U.S. Navy Adm. Samuel J. Paparo, commander of U.S. Indo-Pacific Command, described the drill's trajectory in stark terms, calling it "a strategic evolution from a bilateral exercise to a full-scale, multinational mission rehearsal for the defense of the Philippines." The MARSTRIKE-N live-fire event — the specific serial in which the Magura sank its target — was one component of that broader, multinational rehearsal.
Why It Matters
The Black Sea has functioned, in effect, as a live laboratory for naval drone warfare: Ukraine's Sea Baby and Magura platforms have driven a Russian fleet with no meaningful surface navy of its own into a defensive crouch, sinking and damaging warships without Ukraine possessing a traditional navy capable of contesting the sea by conventional means. That lesson has not been lost on U.S. planners eyeing the Western Pacific, where a potential Taiwan Strait crisis would similarly pit a comparatively modest set of naval assets against a much larger conventional fleet — China's.

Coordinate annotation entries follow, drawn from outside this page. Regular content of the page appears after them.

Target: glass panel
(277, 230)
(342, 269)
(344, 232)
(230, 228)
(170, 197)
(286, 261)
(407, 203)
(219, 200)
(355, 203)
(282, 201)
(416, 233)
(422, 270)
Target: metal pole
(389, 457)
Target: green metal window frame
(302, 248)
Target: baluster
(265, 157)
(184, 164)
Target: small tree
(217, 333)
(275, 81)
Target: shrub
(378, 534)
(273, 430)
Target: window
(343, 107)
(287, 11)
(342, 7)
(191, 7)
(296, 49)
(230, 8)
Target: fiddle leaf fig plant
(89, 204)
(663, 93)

The Balikatan demonstration signals that the Pentagon is not merely observing Ukraine's naval-drone innovations from a distance; it is importing the actual hardware and testing it with the unit most likely to employ it in a real Indo-Pacific contingency. Using U.S. Army Green Berets, rather than a Navy surface unit, to operate a naval strike drone also reflects how uncrewed systems are blurring traditional service lines — a small boat with an EFP warhead is now within reach of a special operations team rather than requiring a warship or a naval air asset.
Cost is central to the calculus. At a reported price of hundreds of thousands of dollars, a Magura is a fraction of the cost of the vessels it can threaten, echoing the asymmetric math that has already reshaped the Black Sea. If the tactic proves exportable to Pacific waters — where distances are far greater and sea states often harsher than the relatively enclosed Black Sea — it could offer treaty allies and partner forces in the First Island Chain a low-cost way to complicate an adversary's freedom of maneuver at sea, without needing to match it hull for hull.